We don’t know the details of family connections in the spirit world or what may come after we are resurrected. But we do know that the prophet Elijah came as promised to turn the hearts of the fathers to the children and the children to the fathers.3 And we know that our eternal happiness depends on our doing our best to offer the same lasting happiness to as many of our kindred as we can.

I feel the same desire to succeed in inviting living family members to desire to become worthy to receive and to honor the sealing ordinances of the temple. That is part of the promised gathering of Israel in the last days on both sides of the veil.

One of our greatest opportunities is when our family members are young. They are born with the Light of Christ as a gift. It enables them to sense what is good and what is evil. For that reason, even seeing a temple or a picture of a temple can cultivate in a child a desire to be worthy and privileged someday to go inside.

The day can then come when, as a youth, they receive a temple recommend to perform proxy baptisms in the temple. In that experience, their feeling can grow that the ordinances of the temple always point to the Savior and His Atonement. As they feel they are offering a person in the spirit world the chance to be cleansed of sin, their feeling will grow of helping the Savior in His sacred work of blessing a child of our Heavenly Father.

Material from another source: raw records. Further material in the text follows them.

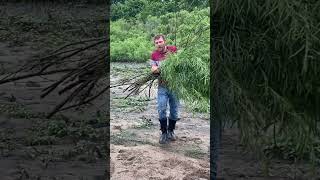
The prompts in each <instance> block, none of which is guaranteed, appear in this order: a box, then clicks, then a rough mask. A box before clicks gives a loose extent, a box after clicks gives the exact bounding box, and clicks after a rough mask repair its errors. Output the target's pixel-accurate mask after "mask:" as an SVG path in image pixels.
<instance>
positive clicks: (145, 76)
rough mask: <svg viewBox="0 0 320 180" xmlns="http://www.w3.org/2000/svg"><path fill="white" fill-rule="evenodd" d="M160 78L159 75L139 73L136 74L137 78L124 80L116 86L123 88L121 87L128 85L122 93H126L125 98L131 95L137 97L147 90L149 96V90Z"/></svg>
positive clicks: (123, 79)
mask: <svg viewBox="0 0 320 180" xmlns="http://www.w3.org/2000/svg"><path fill="white" fill-rule="evenodd" d="M159 78H160V74H159V73H156V74H154V73H151V72H150V73H147V74H146V73H141V74H138V75H137V76H134V77H132V78H125V79H122V80H121V81H120V83H119V85H117V86H123V85H129V86H128V87H126V88H125V89H124V90H123V92H124V93H125V92H128V94H127V96H126V97H125V99H126V98H128V97H130V96H133V95H139V94H140V93H141V92H143V91H144V90H146V89H147V88H149V89H148V96H149V97H150V96H151V88H152V86H153V84H154V81H155V80H157V79H159Z"/></svg>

I have seen the power of that experience change the life of a young person. Years ago I went with a daughter to a temple in the late afternoon. She was the last to serve as proxy in the baptistry. My daughter was asked if she could stay longer to complete the ordinances for all of the people whose names were prepared. She said yes.

I watched as my little daughter stepped into the baptismal font. The baptisms began. My little daughter had water streaming down her face each time she was lifted out of the water. She was asked again and again, “Can you do more?” Each time she said yes.

As a concerned father, I began to hope that she might be excused from doing more. But I remember still her firmness when she was asked if she could do more and she said in a determined little voice, “Yes.” She stayed until the last person on the list that day had received the blessing of baptism in the name of Jesus Christ.

When I walked out of the temple with her that night, I wondered at what I had seen. A child had been lifted and changed before my eyes by serving the Lord in His house. I still remember the feeling of light and peace as we walked together from the temple.

Years have passed. She is still saying yes to the question from the Lord if she will do more for Him when it is very hard. That is what temple service can do to change and lift us. That is why my hope for you and for all your beloved family is that you will grow in desire and determination to be worthy to go into the house of the Lord as often as your circumstances allow.

He wants to welcome you there. I pray that you will try to build desire in the hearts of Heavenly Father’s children to go there, where they can feel close to Him, and that you will also invite your ancestors to qualify to be with Him and with you forever.

These words can be ours:

I love to see the temple.

I’m going there someday

To feel the Holy Spirit,

To listen and to pray.

For the temple is a house of God,

A place of love and beauty.

I’ll prepare myself while I am young;

This is my sacred duty.4

I bear solemn testimony that we are children of a loving Heavenly Father. He chose His Beloved Son, Jesus Christ, to be our Savior and Redeemer. The only way to return to live with Them and with our family is through the ordinances of the holy temple. I testify that President Russell M. Nelson holds and exercises all the keys of the priesthood that make eternal life possible for all of God’s children. I so testify in the sacred name of Jesus Christ, amen.